The instructor solution uses Taylor series which is different from the above idea.


Solution

  • The problem is that 1 + 10-100 differs from 1 in the 100th decimal place. That means that, as a float, in order for it to be distinct from 1 you need at least 100 decimal places, or at least about 332 bits of precision.
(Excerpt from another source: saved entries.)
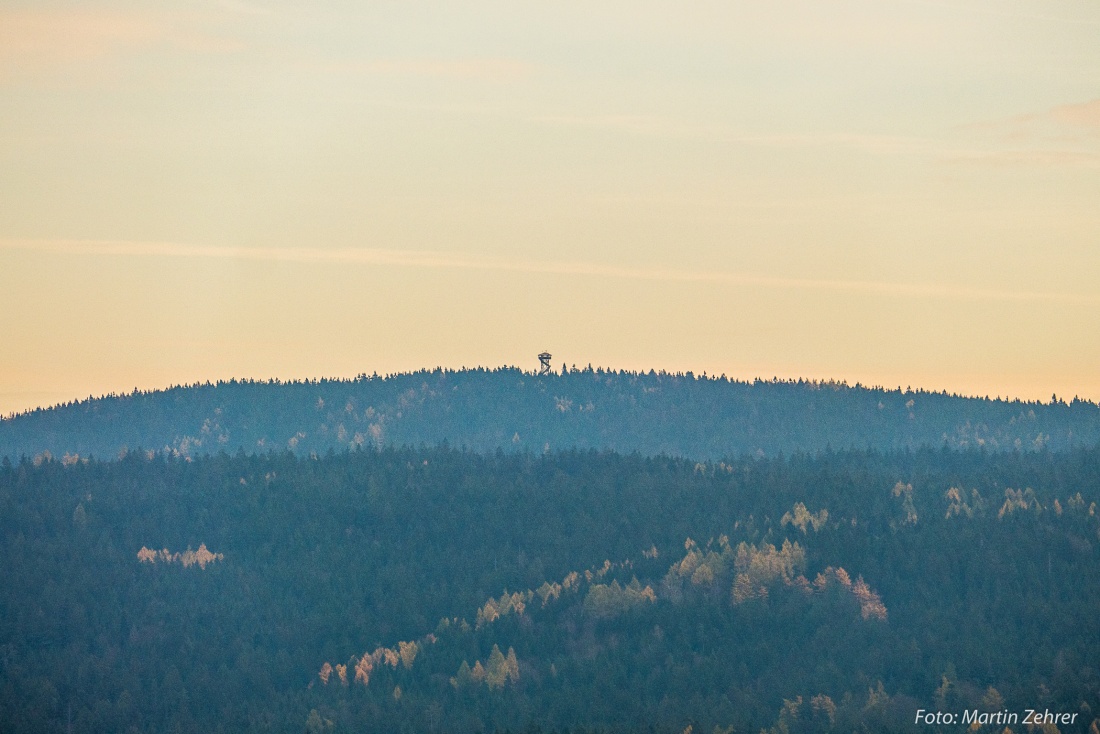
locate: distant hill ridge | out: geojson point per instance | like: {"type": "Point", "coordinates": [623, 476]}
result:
{"type": "Point", "coordinates": [506, 408]}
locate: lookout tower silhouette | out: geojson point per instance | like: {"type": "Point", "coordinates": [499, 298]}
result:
{"type": "Point", "coordinates": [545, 363]}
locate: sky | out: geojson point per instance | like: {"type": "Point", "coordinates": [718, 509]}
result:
{"type": "Point", "coordinates": [901, 194]}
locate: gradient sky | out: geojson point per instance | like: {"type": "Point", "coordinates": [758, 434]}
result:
{"type": "Point", "coordinates": [893, 193]}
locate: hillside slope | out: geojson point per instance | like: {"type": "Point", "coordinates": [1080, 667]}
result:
{"type": "Point", "coordinates": [509, 409]}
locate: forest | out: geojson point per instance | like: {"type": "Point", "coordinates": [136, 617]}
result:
{"type": "Point", "coordinates": [677, 414]}
{"type": "Point", "coordinates": [438, 589]}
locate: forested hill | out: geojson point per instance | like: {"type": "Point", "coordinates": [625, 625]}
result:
{"type": "Point", "coordinates": [506, 408]}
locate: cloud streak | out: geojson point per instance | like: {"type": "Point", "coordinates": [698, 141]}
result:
{"type": "Point", "coordinates": [429, 260]}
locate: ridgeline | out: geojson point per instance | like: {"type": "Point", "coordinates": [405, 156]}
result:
{"type": "Point", "coordinates": [485, 411]}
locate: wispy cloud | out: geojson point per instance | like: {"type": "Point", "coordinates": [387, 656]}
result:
{"type": "Point", "coordinates": [1067, 135]}
{"type": "Point", "coordinates": [33, 41]}
{"type": "Point", "coordinates": [580, 269]}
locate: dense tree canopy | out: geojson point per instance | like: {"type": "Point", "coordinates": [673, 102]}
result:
{"type": "Point", "coordinates": [443, 590]}
{"type": "Point", "coordinates": [488, 409]}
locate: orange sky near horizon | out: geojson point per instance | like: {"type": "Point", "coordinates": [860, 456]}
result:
{"type": "Point", "coordinates": [899, 195]}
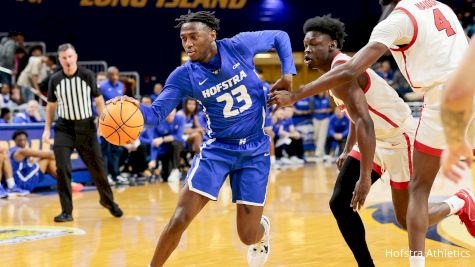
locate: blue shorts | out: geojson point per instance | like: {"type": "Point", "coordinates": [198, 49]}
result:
{"type": "Point", "coordinates": [247, 165]}
{"type": "Point", "coordinates": [268, 121]}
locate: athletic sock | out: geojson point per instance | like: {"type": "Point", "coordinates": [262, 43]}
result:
{"type": "Point", "coordinates": [417, 261]}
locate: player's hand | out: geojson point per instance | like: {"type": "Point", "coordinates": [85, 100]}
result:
{"type": "Point", "coordinates": [46, 135]}
{"type": "Point", "coordinates": [362, 188]}
{"type": "Point", "coordinates": [341, 159]}
{"type": "Point", "coordinates": [157, 142]}
{"type": "Point", "coordinates": [122, 99]}
{"type": "Point", "coordinates": [284, 83]}
{"type": "Point", "coordinates": [281, 99]}
{"type": "Point", "coordinates": [152, 164]}
{"type": "Point", "coordinates": [450, 162]}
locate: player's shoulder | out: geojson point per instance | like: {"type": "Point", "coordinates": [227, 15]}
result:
{"type": "Point", "coordinates": [84, 71]}
{"type": "Point", "coordinates": [12, 150]}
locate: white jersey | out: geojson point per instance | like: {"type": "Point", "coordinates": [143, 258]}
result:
{"type": "Point", "coordinates": [389, 112]}
{"type": "Point", "coordinates": [437, 46]}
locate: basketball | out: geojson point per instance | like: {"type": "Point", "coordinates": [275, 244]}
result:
{"type": "Point", "coordinates": [121, 123]}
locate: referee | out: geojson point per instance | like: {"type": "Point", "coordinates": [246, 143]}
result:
{"type": "Point", "coordinates": [70, 92]}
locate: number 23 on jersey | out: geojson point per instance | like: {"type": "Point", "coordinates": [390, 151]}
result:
{"type": "Point", "coordinates": [241, 95]}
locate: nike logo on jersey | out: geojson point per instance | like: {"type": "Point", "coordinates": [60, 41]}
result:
{"type": "Point", "coordinates": [203, 81]}
{"type": "Point", "coordinates": [229, 83]}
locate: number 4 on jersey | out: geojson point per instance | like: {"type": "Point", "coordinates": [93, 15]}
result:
{"type": "Point", "coordinates": [441, 23]}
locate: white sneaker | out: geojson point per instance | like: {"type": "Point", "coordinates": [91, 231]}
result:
{"type": "Point", "coordinates": [257, 254]}
{"type": "Point", "coordinates": [174, 176]}
{"type": "Point", "coordinates": [296, 160]}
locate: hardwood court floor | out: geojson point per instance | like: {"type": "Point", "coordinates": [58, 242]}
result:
{"type": "Point", "coordinates": [303, 230]}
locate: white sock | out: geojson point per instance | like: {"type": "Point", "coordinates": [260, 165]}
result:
{"type": "Point", "coordinates": [272, 160]}
{"type": "Point", "coordinates": [417, 261]}
{"type": "Point", "coordinates": [455, 204]}
{"type": "Point", "coordinates": [10, 182]}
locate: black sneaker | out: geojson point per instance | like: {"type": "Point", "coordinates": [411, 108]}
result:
{"type": "Point", "coordinates": [114, 210]}
{"type": "Point", "coordinates": [64, 217]}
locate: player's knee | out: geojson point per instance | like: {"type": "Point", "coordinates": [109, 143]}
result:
{"type": "Point", "coordinates": [179, 221]}
{"type": "Point", "coordinates": [401, 220]}
{"type": "Point", "coordinates": [336, 204]}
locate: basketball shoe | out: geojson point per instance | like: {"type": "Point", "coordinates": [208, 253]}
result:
{"type": "Point", "coordinates": [467, 213]}
{"type": "Point", "coordinates": [257, 254]}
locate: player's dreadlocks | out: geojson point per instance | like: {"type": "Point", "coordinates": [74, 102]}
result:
{"type": "Point", "coordinates": [328, 25]}
{"type": "Point", "coordinates": [205, 17]}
IEEE 754 double-precision floats have a precision of 53 bits, so there is no way that this can work using double floats.

    In general if you're adding numbers of hugely differing magnitudes like this you are going to run into trouble with floating-point, or indeed with any kind of machine integer: if you tried to represent these things as 64-bit integers you still can't do anything useful here.

    Using Racket's 'bigfloat' package you can control the precision of floats and see the answer appear.

    (require math/bigfloat)
    
    (define (bfe x (precision (bf-precision)))
      (define bfx (bf x))
      (parameterize ([bf-precision precision])
        (bfexpt (bf+ 1.bf (bf/ 1.bf bfx)) bfx)))
    

    Now:

    > (bf-precision)
    128
    > (bfe (expt 10 100))
    (bf 1)
    > (bfe (expt 10 100) 332)
    (bf 1)
    > (bfe (expt 10 100) 333)
    (bf #e3.13612321207875129576038816881464108475667088571290143008146478665151883781810987619137532041768112489)
    > (bfe (expt 10 100) 400)
    (bf #e2.7182818284590452353645832758305382066800249084717283867982178383777754898191243109391113320627898418259308185781451392861)
    

    So you can see that to get anything other than 1 you need 333 bits of precision and to get any reasonable answer you need many more bits than that.